14. Perusing the Vineyard Gazette. It's a throwback to old-style community newspapers and a bit like an island house - great ambience but needs a paint job.
15. Driving along Middle Road. The essence of the rural nature of the island.
16. The Vineyard airport. It's the cutest small airport, and you can have a good, cheap (for the island) breakfast there -- whether or not you're flying.
17. Ice cream at Mad Martha's. An island institution. Bet you can't eat a cone without it dripping all over you.
18. Walking through Cottage City. Cottage City is a group of Victorian-era, brightly painted small houses at the edge of Oak Bluffs that were part of the summer camp meetings that once flourished here. Great photo stuff.
19. Friday-night lobster rolls. Buy them at the Episcopal Church in VH. Full of great juicy lobster meat.
20. Exploring Chappaquidick. Forget your car - there's a long line in summer to get on the small ferry - and explore the small island off Edgartown by foot or bike instead.

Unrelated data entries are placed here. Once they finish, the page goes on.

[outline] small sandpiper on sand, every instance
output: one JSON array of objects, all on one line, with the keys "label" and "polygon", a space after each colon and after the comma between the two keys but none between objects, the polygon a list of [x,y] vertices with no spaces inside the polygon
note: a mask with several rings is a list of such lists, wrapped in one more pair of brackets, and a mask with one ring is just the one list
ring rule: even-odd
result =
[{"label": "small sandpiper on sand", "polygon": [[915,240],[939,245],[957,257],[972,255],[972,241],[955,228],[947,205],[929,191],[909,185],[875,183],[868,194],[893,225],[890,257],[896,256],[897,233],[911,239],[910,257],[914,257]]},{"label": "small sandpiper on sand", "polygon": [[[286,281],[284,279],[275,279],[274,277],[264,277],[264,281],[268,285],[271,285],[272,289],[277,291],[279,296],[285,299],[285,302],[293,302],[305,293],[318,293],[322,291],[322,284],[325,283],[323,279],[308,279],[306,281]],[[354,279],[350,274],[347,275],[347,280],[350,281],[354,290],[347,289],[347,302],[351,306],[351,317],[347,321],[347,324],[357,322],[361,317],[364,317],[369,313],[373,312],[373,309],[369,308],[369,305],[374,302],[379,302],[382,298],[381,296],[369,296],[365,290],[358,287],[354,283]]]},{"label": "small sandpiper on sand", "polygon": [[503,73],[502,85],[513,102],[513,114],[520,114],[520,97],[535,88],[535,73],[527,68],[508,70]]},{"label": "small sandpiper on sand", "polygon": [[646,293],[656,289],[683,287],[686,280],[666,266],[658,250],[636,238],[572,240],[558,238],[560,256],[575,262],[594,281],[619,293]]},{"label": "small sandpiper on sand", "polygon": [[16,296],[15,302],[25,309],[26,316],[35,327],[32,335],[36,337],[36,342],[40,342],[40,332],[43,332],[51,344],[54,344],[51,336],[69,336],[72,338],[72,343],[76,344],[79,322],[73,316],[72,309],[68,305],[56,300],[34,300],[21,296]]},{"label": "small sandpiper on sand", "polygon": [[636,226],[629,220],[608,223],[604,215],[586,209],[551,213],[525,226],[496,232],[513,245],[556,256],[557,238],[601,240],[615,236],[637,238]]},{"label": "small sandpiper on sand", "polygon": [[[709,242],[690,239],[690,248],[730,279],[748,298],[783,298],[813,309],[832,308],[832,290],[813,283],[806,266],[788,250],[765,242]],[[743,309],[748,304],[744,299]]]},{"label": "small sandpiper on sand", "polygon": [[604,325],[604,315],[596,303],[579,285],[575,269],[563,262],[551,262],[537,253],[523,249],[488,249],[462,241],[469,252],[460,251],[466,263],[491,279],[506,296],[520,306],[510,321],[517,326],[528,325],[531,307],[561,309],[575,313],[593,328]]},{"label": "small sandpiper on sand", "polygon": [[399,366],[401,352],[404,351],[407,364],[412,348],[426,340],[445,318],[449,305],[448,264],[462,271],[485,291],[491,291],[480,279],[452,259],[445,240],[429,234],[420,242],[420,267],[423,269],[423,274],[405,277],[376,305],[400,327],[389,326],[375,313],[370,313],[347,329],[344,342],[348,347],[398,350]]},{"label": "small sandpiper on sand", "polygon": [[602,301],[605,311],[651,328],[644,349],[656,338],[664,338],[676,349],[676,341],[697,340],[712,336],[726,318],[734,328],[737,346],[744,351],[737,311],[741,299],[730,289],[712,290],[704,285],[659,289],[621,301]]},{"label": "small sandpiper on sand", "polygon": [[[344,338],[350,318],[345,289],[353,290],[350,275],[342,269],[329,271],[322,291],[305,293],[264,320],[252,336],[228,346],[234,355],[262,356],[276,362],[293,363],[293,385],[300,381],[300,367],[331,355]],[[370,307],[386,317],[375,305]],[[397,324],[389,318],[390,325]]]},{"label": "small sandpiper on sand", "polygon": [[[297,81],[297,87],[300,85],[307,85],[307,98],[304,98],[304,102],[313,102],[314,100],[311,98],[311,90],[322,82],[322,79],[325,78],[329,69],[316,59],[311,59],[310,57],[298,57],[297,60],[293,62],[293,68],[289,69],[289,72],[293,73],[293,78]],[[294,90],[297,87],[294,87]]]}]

21. Buying fresh fish at Menemsha. This little port is picturesque, but, better yet, you can buy seafood from the island fleet's previous night's catch -- or specially cooked for you.
22. Lying in bed late at night and listening to the fog horns warning ships when the weather gets thick.
23. Returning each year to favorite stores and seeing the new stock. What's up at Midnight Farm and Rainy Day?
24. Island light. It's difficult to describe, but everything seems to glow with a pastel tinge.
25. The just-say-no attitude. Islanders don't do anything they don't want to, no matter how much political pressure there is. No traffic lights, no over-development, no bridge to the mainland. They may need our cash, but we come on their terms.